Time to try talking
THE WEEK India|October 20, 2024
Diplomats don’t talk straight. If two leaders had fought like cat and dog at a summit, we’d be told that they had a “free and frank exchange with both leaders conveying their concerns to each other”.
R. PRASANNAN
Time to try talking

If they had a friendly meeting, we would be told that the two underlined (lately it has become ‘underscored’) the historic ties between the two countries and highlighted the progress made by both countries in deepening their special relationship…. As if presidents and prime ministers go to summits carrying marker pens and highlighters!

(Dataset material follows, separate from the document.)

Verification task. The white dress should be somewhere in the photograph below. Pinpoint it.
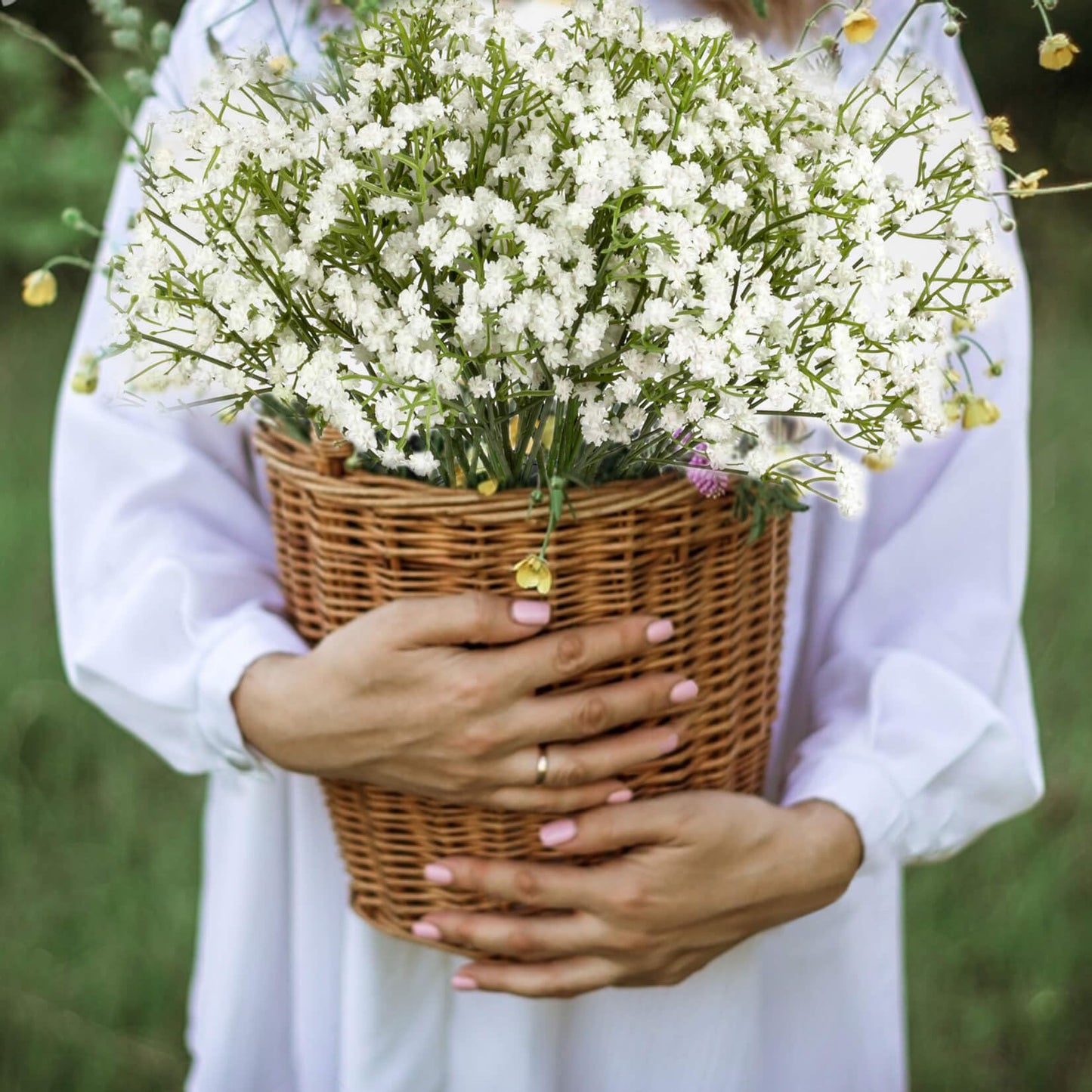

Jaswant Singh, as foreign minister, made obfuscation an art. When the 2001 Agra summit collapsed and a fuming Pervez Musharraf took a fast plane to Islamabad, Jaswant got the spokesperson to tell the scribes waiting past midnight: “We embarked on a voyage, but we didn’t reach the destination.” Period.

Funnier still was an earlier one. When Bill Clinton departed for Islamabad after concluding a much-feted visit to India, Jaswant got the foreign office to say, “The president departed in a westerly direction.” Having just fought the Kargil war, India and Pakistan were not on talking terms those days, and Jaswant didn’t want his diplomats to even mention the P-word.